Religions Unite In Aids Fight

Faith-based Groups Provide City Locations For Hiv Testing

July 22, 2009|By Angela J. Bass | Angela J. Bass,angela.bass@baltsun.com

Saying they have been too silent for too long in the fight against HIV and AIDS, leaders of several Baltimore faith-based groups converted nearly a dozen churches Tuesday into places where people could be tested for the virus without fear of being stigmatized.

The JACQUES Initiative - a program at the Institute of Human Virology at the University of Maryland School of Medicine - launched Project SHALEM in partnership with the Maryland AIDS Administration and several local faith-based and community organizations. Shalem means "peace" or "a safe place" in the Christian, Islam and Jewish faiths.

"The ultimate goal is to make churches, mosques and synagogues a safe place where people can receive HIV support," said Derek Spencer, the executive director of the JACQUES Initiative. "We are no longer going to wait for people to come into our academic centers for help," he said.

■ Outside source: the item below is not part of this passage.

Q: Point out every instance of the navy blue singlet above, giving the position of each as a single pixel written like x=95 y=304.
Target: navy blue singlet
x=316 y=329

For Tuesday's event, 11 religious churches across the city converted their basements, kitchens and event rooms into testing sites, where more than 40 trained volunteers from Baltimore and other East Coast cities administered swab tests, which don't require needles or blood and provide results within 20 minutes.

Within the first hour, one of the testing sites had registered four positive tests, Spencer said, adding that organizers expected to reach their goal of testing 1,000 people.

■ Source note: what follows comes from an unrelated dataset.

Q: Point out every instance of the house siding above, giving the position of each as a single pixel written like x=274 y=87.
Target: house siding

Dr. Angela Wakhweya, deputy director of the Maryland AIDS Administration, said Project SHALEM's goal is to eliminate new HIV cases in the state.

"We're working with HIV-negative people to teach them how to stay negative," she said at a news conference at Bethel African Methodist Episcopal Church, one of Tuesday's testing sites. "[We're] encouraging those who are positive to get treatment and prevent the spread."

Juan Christian, diagnosed with HIV in 2002, is convinced that the faith-based approach is the best way to encourage community members to get tested, especially after learning that it's the most effective approach in much of Africa.

This observation inspired organizers to involve more churches in Baltimore, where Christian said there's a "church on every corner."